EU judge rules rates not based on sex :
BRUSSELS, Oct. 1 (UPI) -- Insurance policy rates shouldn't be based on sex because statistics don't reflect an innate difference between men and women, an EU jurist ruled.
The ruling Thursday by Advocate General Juliane Kokott of the European Court of Justice provoked anger by insurers in the European Union who had provided life and health policies based on whether they were for men or women, EUobserver reported Friday.
"The advocate general takes the view that it is legally inappropriate to link insurance risks to a person's sex," Kokott said. "Differences between people, which can be linked merely statistically to their sex, must not lead to different treatment of male and female insured persons when insurance products are developed.
"The use of a person's sex as a kind of substitute criterion for other distinguishing features is incompatible with the equal treatment of men and women."
If current trends continue, I imagine that in twenty years time the concept of insurance as originally intended will pretty much disappear. Now that the EU seems to be on the verge of telling insurance companies that they can no longer consider a person's sex when considering insurance risks, it's just a matter of time before they move on to prohibit other similar forms of discrimination. You could easily substitute the following in the jurist's statement:
"Differences between people, which can be linked merely statistically to their age, must not lead to different treatment of old and young insured persons when insurance products are developed."
Even here in the United States, we've now told insurance companies that they are no longer allowed to discriminate against people with existing medical conditions.
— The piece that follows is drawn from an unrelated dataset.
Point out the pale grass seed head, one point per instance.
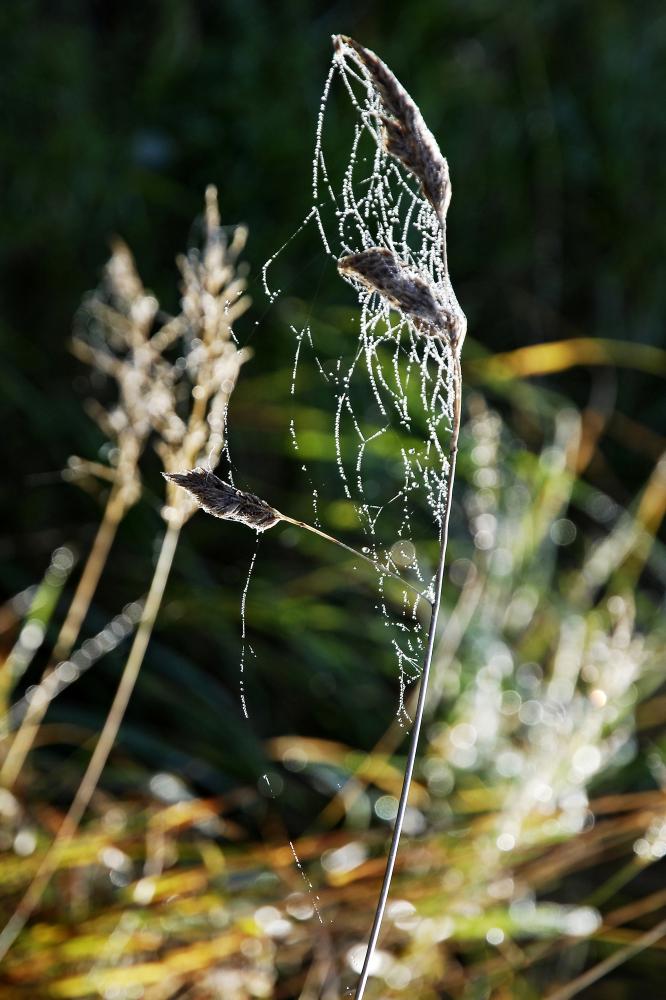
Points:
(174, 375)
While these efforts at fairness and equality may sound good on the surface, they undermine the entire basis of how insurance operates:
The most complicated aspect of the insurance business is the underwriting of policies. Using a wide assortment of data, insurers predict the likelihood that a claim will be made against their policies and price products accordingly. To this end, insurers use actuarial science to quantify the risks they are willing to assume and the premium they will charge to assume them. Data is analyzed to fairly accurately project the rate of future claims based on a given risk. Actuarial science uses statistics and probability to analyze the risks associated with the range of perils covered, and these scientific principles are used to determine an insurer's overall exposure. Upon termination of a given policy, the amount of premium collected and the investment gains thereon minus the amount paid out in claims is the insurer's underwriting profit on that policy. Of course, from the insurer's perspective, some policies are "winners" (i.e., the insurer pays out less in claims and expenses than it receives in premiums and investment income) and some are "losers" (i.e., the insurer pays out more in claims and expenses than it receives in premiums and investment income); insurance companies essentially use actuarial science to attempt to underwrite enough "winning" policies to pay out on the "losers" while still maintaining profitability.
Once you limit the insurance companies' ability to use various criteria to access risk, you limit their ability to quantify that risk and charge appropriate premiums to cover said risk. If they are forced to treat all those they insure as equals they will have to raise premiums for those with lower risks. These premium increases will drive some of these people out of the pool resulting in hiring premiums for those who remain. Eventually, a tipping point will be reached where there won't be enough money coming in through premiums to cover the costs going out and the companies will leave the market.
One possible solution is for the government to force people to join these pools and stay in them (sound familiar?). The problem is that you're not really talking insurance anymore, but rather a government program where people are forced to pay in to subsidize benefits for others. Not unlike Social Security, which come to think of it, bills itself as an "insurance" program. Not in the way most of us would think of it, but in a way that we may become all too familiar with in the future.